Derzeit wird diskutiert, ob Betreiber kleiner Dachanlagen in Zukunft überhaupt noch eine Garantievergütung erhalten sollen. Doch in vielen Fällen gibt es schon abseits der Vergütungsfrage Schwierigkeiten, die Anlage überhaupt ans Netz zu bekommen. Wie mit der Situation umzugehen ist, wenn der Netzbetreiber sich zu spät rührt, hat sich die EEG-Clearingstelle in einem Schiedsverfahren beschäftigt.

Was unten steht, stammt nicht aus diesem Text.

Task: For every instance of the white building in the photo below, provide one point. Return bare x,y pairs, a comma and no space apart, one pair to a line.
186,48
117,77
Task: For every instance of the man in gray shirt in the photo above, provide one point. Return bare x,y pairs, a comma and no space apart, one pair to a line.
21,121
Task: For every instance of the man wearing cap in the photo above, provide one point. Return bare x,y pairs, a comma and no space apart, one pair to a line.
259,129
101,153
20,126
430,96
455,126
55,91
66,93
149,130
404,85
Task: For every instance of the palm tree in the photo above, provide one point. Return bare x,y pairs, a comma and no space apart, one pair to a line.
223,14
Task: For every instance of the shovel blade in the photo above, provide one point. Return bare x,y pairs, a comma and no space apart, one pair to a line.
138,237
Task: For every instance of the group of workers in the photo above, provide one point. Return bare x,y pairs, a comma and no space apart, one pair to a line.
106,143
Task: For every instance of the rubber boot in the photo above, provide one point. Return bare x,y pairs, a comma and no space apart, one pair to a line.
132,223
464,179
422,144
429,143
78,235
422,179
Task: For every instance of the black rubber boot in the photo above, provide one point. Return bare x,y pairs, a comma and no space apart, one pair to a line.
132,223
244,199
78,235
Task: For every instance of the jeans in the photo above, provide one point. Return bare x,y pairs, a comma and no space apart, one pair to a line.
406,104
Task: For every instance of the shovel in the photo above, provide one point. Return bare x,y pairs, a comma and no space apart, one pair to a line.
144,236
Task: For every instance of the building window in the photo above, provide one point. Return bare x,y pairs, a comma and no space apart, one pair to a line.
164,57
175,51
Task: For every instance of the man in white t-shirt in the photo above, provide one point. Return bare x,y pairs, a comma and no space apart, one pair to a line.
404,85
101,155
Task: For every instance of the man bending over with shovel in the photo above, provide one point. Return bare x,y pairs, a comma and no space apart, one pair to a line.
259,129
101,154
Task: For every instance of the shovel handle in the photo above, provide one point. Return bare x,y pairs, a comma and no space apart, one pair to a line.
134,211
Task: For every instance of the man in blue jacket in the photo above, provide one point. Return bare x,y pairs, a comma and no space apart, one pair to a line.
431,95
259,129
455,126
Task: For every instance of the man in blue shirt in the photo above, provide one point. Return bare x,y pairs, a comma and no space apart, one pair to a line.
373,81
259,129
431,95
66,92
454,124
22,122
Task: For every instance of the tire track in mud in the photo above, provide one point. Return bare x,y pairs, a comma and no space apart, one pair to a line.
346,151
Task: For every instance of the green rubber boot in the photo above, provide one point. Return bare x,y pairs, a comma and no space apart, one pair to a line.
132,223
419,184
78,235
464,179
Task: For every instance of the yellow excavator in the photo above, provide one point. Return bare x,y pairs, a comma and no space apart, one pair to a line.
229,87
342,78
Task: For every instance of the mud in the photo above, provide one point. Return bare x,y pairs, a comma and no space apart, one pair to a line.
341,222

In dem Verfahren Schiedsspruch 2025/10-VIII ging es um mehrere kleine Photovoltaikanlagen, deren Betreiberin einen Netzanschluss beantragt hatte. Der Netzbetreiber reagierte jedoch nicht innerhalb der gesetzlichen Frist. Die Betreiberin berief sich daher auf § 8 Abs. 5 Satz 3 EEG 2021, wonach Anlagen unter bestimmten Voraussetzungen angeschlossen und betrieben werden dürfen, wenn der Netzbetreiber nicht rechtzeitig reagiert.

Die Clearingstelle bestätigte am 23. Januar 2026, dass der Anspruch auf Anschluss und Betrieb der Anlagen mit Ablauf der Frist grundsätzlich entsteht. Der Netzbetreiber konnte sich also nicht nachträglich darauf berufen, die Anlagen seien nicht netzverträglich. Gleichzeitig stellte das Schiedsgericht fest, dass der notwendige Netzausbau im konkreten Fall wirtschaftlich unzumutbar gewesen wäre und deshalb kein Verstoß gegen die Pflicht zum unverzüglichen Netzanschluss vorlag. Der Anlagenbetreiber hatte im Ergebnis also Pech.

Der Schiedsspruch zeigt damit ein rechtliches Problem auf: Einerseits schützt § 8 Abs. 5 Satz 3 EEG 2021 Anlagenbetreiber, wenn Netzbetreiber Anschlussbegehren verschleppen. Andererseits bleibt auch in diesem Fall entscheidend, ob der Netzanschluss technisch möglich und wirtschaftlich zumutbar ist – das Risiko trägt auch in diesem Fall der Betreiber (Miriam Vollmer).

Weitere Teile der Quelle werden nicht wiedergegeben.